Mother fears addicted daughter already dead, by
Frank Luba, Staff Reporter.
Worried about his missing friend
Sarah Jean deVries, Wayne Leng is putting up posters all around Vancouver's downtown
eastside and trying to get her story told.
At her home in Ontario, deVries' mother Pat is beyond
worry. The former head nurse at Vancouver General Hospital fears her adopted
daughter, a drug-addicted prostitute, may already be dead.
"She's 29," said Pat. "This started when she
was 12.
"It's been a long, rocky road and I have been preparing all
that time for a call from the police to say she's either in jail or hospital or already
dead," she added of a daughter who wrote poetry and kept journals at the same time as
she worked the streets.
"I've been to the hospital several times and I've been to
the jail several times. I don't think I've probably given up hope entirely.
"She [Sarah] has HIV, she has hepatitis C. What I do
for her now is look after her kids the best I can." Pat is 60 and divorced from
retired University of B.C. professor Jane deVries, who still lives in Vancouver.

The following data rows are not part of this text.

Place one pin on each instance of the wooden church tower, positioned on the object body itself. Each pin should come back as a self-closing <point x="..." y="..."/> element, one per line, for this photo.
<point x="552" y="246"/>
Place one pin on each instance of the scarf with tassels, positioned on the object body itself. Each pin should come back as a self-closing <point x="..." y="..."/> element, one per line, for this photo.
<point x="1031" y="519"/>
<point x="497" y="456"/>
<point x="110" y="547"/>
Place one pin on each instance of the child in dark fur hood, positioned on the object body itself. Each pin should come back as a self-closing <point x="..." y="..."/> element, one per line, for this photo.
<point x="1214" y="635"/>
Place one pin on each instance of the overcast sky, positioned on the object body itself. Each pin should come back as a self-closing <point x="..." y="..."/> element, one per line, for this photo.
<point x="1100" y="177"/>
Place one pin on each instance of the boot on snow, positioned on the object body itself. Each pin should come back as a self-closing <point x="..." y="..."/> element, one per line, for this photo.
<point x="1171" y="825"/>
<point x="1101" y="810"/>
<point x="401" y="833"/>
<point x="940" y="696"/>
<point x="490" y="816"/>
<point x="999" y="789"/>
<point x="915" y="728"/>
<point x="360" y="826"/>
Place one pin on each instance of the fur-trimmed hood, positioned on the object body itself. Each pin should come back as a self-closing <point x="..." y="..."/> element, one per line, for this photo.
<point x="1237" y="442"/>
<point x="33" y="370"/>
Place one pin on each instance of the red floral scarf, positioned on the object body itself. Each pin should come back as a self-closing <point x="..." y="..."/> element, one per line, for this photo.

She lives with her sister Jean Little, an author of children's
books, and has custody of her grandchildren--Jeanie, 7, and her half-brother Ben, 2.
She shooed Jeanie out of the room during a telephone interview about her lost daughter.
"It's very hard to tell a seven-year-old that somebody is
missing," said Pat. "It's something you can't come to terms with, you
can't work through, because there's never an end to it."
Leng, who had a short romantic relationship with Sarah, said he
just wants to see his friend again. He last saw her April 13.
Nobody has seen or heard from her since--which is unusual,
because that period includes Pat's birthday, Mother's Day and Sarah's own birthday.
She almost always got in touch with Pat at this time of year.
Leng, an automotive technician, says Sarah underwent "a lot
of turmoil" in her 29 years.
He pointed to trouble she experienced as an adoptee of mixed
parentage in an all-white west-side family.
"She's been through a lot in her life," he said.
"If you could see what she has written, you would realize how awful she feels
inside."
From The Province Monday, July 27, 1998. By: Frank Luba, Staff Reporter.
Messages on pager say prostitute
dead: :
Please read letter that follows this article.
A series of chilling calls has unnerved a
man looking for his prostitute friend, whose disappearance from Vancouver's mean streets
is part of a police investigation of missing women.
Police say Sarah Jean deVries is among 10 women who've gone
missing in the past two years. Four out of five missing so far this year are
prostitutes.
In her life, deVries is described as a drug addict who frequented
the downtown east side before going missing April 14.
To Wayne Leng, she was a special friend who kept a journal as she
wrestled with her personal demons while her adoptive mother, a former head nurse at
Vancouver General Hospital, cared for her two children in Ontario.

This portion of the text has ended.